1. Introduction
The integration of artificial intelligence (AI) into histopathology has revolutionized cancer diagnostics, enabling the extraction of intricate morphological and spatial features from hematoxylin and eosin (H&E)-stained whole slide images (WSIs) [
1]. AI-driven approaches have demonstrated remarkable potential in predicting molecular phenotypes and genomic alterations from histopathological images. Various AI models have been successfully applied to classify cancer subtypes, predict microsatellite instability (MSI) status, and infer tumor mutational burden (TMB) from WSIs [
2,
3]. These advancements underscore the transformative role of AI in bridging the gap between histopathology and molecular diagnostics.

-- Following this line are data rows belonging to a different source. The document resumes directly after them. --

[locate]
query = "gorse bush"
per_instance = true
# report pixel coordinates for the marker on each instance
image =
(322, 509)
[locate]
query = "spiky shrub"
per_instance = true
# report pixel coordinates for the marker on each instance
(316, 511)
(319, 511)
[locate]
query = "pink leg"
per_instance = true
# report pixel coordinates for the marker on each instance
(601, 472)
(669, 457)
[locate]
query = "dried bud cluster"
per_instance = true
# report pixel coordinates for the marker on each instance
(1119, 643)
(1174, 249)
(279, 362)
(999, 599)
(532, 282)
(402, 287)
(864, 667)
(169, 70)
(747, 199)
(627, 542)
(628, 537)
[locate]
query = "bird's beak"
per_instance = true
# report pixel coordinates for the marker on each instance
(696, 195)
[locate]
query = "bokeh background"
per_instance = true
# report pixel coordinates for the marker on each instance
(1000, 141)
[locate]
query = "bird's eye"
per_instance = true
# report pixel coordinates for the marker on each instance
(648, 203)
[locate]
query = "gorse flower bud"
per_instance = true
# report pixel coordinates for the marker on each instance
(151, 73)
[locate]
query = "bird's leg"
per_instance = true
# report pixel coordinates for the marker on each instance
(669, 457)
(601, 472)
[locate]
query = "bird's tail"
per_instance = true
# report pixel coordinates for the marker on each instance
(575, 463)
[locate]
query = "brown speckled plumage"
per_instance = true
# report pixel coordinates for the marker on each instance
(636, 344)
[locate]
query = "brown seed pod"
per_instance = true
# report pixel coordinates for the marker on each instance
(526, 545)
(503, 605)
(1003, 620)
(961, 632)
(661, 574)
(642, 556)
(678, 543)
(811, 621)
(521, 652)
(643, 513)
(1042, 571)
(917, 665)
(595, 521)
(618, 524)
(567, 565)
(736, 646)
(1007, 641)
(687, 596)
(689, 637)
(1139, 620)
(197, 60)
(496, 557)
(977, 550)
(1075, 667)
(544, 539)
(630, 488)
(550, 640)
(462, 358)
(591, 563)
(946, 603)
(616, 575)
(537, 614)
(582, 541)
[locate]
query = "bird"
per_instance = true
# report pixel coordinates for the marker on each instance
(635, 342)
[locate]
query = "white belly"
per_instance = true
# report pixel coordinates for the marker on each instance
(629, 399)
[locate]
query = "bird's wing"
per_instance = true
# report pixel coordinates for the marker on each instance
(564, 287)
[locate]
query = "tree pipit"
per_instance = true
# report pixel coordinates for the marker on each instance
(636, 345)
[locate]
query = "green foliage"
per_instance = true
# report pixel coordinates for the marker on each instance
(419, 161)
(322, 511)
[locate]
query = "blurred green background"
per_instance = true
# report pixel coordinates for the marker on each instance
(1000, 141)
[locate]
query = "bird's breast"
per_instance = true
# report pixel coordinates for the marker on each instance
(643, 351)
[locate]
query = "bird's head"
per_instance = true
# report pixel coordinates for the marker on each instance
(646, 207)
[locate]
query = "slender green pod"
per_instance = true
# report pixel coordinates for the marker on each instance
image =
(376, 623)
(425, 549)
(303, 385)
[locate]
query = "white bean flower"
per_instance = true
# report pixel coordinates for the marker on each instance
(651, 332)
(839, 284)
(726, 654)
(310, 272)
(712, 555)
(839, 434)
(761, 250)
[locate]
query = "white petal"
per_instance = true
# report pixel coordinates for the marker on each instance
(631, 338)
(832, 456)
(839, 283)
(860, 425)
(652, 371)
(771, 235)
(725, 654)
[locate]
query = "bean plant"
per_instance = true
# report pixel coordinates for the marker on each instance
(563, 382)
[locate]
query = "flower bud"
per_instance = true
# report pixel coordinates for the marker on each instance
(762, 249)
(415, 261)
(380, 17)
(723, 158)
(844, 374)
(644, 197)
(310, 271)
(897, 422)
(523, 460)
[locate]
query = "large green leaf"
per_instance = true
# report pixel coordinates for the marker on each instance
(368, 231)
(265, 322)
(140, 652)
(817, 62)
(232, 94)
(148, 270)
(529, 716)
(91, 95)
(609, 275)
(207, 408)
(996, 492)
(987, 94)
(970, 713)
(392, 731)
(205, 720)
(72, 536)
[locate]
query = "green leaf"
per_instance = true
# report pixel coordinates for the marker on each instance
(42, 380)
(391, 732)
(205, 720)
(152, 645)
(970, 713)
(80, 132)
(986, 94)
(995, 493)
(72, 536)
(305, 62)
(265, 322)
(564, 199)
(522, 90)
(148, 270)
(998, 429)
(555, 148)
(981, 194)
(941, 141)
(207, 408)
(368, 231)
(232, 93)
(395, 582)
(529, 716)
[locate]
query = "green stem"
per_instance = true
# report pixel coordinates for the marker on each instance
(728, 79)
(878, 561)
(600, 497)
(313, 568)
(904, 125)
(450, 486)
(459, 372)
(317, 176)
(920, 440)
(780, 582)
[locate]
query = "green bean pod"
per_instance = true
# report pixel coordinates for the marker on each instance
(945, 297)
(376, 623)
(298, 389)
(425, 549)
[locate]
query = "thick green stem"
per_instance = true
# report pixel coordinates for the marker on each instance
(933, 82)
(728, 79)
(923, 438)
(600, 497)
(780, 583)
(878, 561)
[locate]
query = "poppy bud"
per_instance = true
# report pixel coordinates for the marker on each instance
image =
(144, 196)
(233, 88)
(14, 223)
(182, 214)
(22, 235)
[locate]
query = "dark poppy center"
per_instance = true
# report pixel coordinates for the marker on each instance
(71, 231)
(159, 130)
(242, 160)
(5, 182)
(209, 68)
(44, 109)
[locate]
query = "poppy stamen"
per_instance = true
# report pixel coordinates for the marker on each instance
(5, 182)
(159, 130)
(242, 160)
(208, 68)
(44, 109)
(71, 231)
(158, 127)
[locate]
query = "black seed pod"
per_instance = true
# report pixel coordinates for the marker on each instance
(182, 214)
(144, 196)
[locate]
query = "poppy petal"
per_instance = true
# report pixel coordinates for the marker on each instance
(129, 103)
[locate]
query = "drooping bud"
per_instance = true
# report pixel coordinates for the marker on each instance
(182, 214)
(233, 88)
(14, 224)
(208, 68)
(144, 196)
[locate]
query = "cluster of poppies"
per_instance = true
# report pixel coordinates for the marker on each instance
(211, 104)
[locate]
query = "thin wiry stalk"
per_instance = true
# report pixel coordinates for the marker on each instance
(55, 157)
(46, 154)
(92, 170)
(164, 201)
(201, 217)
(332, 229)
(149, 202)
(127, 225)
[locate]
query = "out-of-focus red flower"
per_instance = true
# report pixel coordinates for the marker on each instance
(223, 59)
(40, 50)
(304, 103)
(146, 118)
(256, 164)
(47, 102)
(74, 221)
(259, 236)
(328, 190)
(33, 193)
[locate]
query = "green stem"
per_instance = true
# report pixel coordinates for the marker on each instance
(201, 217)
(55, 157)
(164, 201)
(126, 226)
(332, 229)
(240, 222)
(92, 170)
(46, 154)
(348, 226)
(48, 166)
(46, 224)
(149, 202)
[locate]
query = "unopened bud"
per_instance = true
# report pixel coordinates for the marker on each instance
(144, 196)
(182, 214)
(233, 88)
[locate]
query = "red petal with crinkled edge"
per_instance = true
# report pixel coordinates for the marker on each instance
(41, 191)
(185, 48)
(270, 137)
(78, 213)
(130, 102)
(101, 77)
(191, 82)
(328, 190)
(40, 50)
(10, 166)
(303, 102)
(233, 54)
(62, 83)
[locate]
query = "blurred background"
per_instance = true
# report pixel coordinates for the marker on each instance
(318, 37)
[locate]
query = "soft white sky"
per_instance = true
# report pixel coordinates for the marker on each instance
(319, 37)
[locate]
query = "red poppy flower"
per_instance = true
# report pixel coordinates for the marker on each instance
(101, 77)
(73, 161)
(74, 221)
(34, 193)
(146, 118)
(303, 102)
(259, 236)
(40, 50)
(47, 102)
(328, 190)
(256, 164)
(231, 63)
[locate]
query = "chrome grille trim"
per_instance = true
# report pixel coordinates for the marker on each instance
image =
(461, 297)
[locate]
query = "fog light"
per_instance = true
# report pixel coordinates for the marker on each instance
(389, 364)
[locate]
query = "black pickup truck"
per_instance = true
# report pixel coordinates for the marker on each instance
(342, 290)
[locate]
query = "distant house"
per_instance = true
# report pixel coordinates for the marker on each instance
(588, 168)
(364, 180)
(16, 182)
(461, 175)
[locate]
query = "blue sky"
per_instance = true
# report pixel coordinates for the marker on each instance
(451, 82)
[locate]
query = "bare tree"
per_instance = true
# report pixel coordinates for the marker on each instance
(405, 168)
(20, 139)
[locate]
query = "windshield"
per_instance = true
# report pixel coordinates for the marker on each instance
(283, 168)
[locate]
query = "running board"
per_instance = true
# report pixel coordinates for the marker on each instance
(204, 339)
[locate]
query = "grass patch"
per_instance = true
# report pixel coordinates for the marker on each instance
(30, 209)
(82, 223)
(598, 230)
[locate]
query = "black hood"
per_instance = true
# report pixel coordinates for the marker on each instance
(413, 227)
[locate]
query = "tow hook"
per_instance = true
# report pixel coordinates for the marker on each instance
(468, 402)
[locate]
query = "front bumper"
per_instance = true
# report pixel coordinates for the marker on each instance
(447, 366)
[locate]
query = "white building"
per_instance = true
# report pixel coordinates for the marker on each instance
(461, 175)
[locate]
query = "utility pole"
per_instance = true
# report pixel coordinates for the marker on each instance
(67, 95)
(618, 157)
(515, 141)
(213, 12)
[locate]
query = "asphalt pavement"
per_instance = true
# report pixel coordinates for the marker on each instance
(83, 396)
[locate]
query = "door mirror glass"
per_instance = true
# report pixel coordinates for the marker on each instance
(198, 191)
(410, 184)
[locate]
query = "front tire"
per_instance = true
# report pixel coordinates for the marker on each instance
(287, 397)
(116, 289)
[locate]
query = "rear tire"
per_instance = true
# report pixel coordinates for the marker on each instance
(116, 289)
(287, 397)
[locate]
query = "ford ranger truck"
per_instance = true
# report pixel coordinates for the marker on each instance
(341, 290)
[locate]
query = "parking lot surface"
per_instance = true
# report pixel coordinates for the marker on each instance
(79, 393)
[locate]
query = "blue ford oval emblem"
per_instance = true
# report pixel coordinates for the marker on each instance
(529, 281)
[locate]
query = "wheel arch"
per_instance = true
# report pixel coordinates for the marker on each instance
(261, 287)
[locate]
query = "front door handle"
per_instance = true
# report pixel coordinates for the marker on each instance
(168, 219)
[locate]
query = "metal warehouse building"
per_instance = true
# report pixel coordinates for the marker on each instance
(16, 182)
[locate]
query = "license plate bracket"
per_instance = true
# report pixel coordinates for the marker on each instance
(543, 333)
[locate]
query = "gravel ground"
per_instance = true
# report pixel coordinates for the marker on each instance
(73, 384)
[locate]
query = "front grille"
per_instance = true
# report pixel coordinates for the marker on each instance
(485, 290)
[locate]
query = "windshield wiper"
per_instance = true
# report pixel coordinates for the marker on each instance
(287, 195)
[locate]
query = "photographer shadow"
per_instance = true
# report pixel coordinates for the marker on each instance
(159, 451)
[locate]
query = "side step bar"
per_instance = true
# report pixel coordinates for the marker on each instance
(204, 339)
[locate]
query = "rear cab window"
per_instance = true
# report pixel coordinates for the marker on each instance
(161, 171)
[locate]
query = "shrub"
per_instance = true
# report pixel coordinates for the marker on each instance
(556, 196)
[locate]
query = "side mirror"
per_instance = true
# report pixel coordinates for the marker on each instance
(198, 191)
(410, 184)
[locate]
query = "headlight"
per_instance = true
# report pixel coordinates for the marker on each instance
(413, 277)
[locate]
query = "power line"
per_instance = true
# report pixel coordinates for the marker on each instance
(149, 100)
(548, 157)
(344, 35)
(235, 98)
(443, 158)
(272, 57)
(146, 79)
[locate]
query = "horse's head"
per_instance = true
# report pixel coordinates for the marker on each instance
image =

Recent studies have highlighted the ability of AI to detect subtle visual markers in H&E-stained WSIs, which correlate with underlying genomic alterations and molecular phenotypes [
4,
5]. This capability is particularly relevant for homologous recombination deficiency (HRD) prediction, as HRD arises from complex genomic and molecular mechanisms that manifest in cellular morphology. By training AI models on H&E stained WSIs, researchers have achieved high-precision predictions of molecular status, offering a non-invasive and cost-effective alternative to traditional methods [
6]. Moreover, AI-driven digital pathology enables the integration of multi-omics data, enhancing the accuracy of predictive models and supporting personalized therapeutic strategies [
7].
HRD has emerged as a critical biomarker in oncology, guiding therapeutic decisions for Poly (ADP-ribose) polymerase (PARP) inhibitors and platinum-based treatments. HRD reflects genome-wide scarring and impaired DNA repair mechanisms, often resulting in chromosomal instability. Traditional methods for HRD detection, such as next-generation sequencing (NGS), are highly effective but limited by their cost, and lengthy turnaround times. These limitations have spurred the exploration of alternative approaches, particularly those leveraging advancements in digital pathology and AI.
It is known that HRD is caused by BRCA1/2 mutations and yet not all patients with mutations in BRCA1/2 respond to PARP inhibitors. The differences in response to PARP inhibitor treatment could also result from the development of resistance. In addition, PARP inhibitor resistance could result from restoration of homologous recombination (HR) repair due to secondary mutations in BRCA1/2, and depletion of HR compensatory repair pathways such as the non-homologous end joining pathway.
Increasingly NGS large somatic panels on tumor DNA are being used to personalize the treatments, however these tests have their limitations. Example, the Myriad Genetics test uses sequencing to find BRCA mutations and produces a ‘genomic instability’ score that is related to DNA damage. However, the threshold at which a score is said to identify HRD is controversial. In addition, the current tests also have false positives with no mutations detections (NMDs), leading to non-reliable predictors with benefit from PARP inhibitors. It also detects pathogenic variants in BRCA1 and BRCA2 within the same assay.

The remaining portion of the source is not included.